Why do we lowly humans experience aesthetic beauty? Life started evolving on our planet somewhere between 2.7 and 3.5 billion years ago. Something happened during that time that blessed us with the ineffable pleasures of music, visual art, poetry, and the wonders of nature. What could that something be?
It’s the sort of question that Pat and I ask each other as we pursue our unending fascination with Story. The other day, Pat ran across a bit of news that seems to offer a tantalizing morsel of an answer to that question.
Not along ago, underwater photographer Yoji Ookata spotted something amazing while diving near the Japanese island of Amami Ōshima. About 80 feet below sea level, a beautiful circular design was carved in the sandy seabed. The “magic circle” was about 6.5 feet across, exquisitely shaped from meticulously raised ridges, and decorated around the edges with tiny seashell fragments. What artist would have gone to the trouble of sculpting such a work there, where it was doomed to be washed away by ocean currents unseen by humans?
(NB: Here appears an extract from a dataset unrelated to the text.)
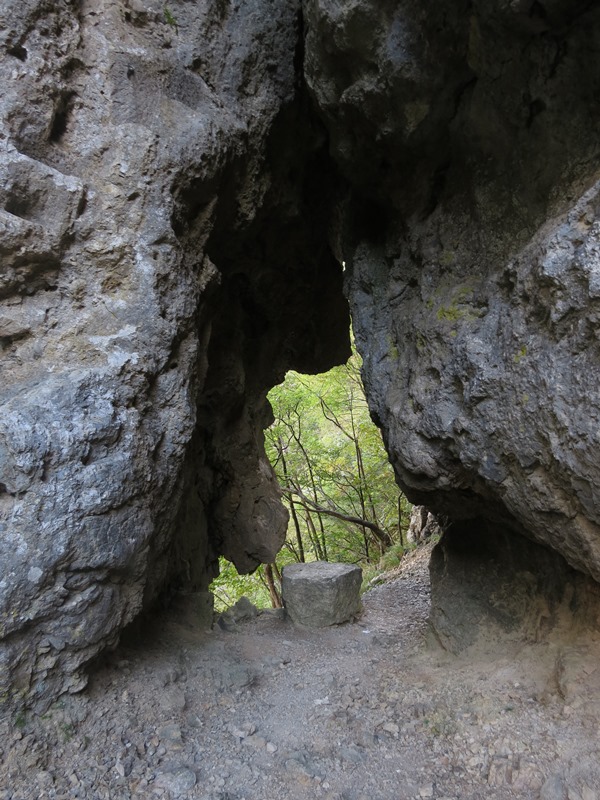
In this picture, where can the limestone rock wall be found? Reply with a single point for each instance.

As it turned out, the creator of such patterns is the 5-inch-long male puffer fish. The design is intended to attract a mate. If a female puffer fish finds the circle sufficiently attractive, she lays her eggs in its center. The male fertilizes the eggs and buries them; the circle’s ridges will offer protection from ocean currents, and the sea shell fragments will supply vital nutrients. A BBC video narrated by Richard Attenborough shows this process from beginning to end.
The circle bears a stunning resemblance to the mandala, that ancient Hindu and Buddhist symbol of the universe. Countless human artists have been inspired by this sacred shape, including painter Linda Laino.
Pat and I are especially struck by parallels to the modern Zen practice of making sand mandalas. A video made at Clark College shows a group of Tibetan monks creating such a mandala. This large and dazzling image is built with meditative patience, just a few multi-colored grains of sand at a time. The Zen mandala is ritually destroyed after its completion, much as the puffer fish’s “magic circle” is destroyed by the sea. All beauty, after all, is transient.
In his book The Diversity of Life, biologist E. O. Wilson writes about humankind’s aesthetic fascination with nature. He calls this fascination biophilia, which he defines as “the connections that human beings subconsciously seek with the rest of life.”
Looking at these newly discovered designs, it occurs to Pat and me that such subconscious connections predate the human species by eons. When we look into these undersea mandalas, we gaze deep into the evolutionary matrix of aesthetic beauty. The puffer fish’s circle brings us full circle. Our love of beauty is as one with our unceasing quest for life.
This post is dedicated to William S. E. Coleman.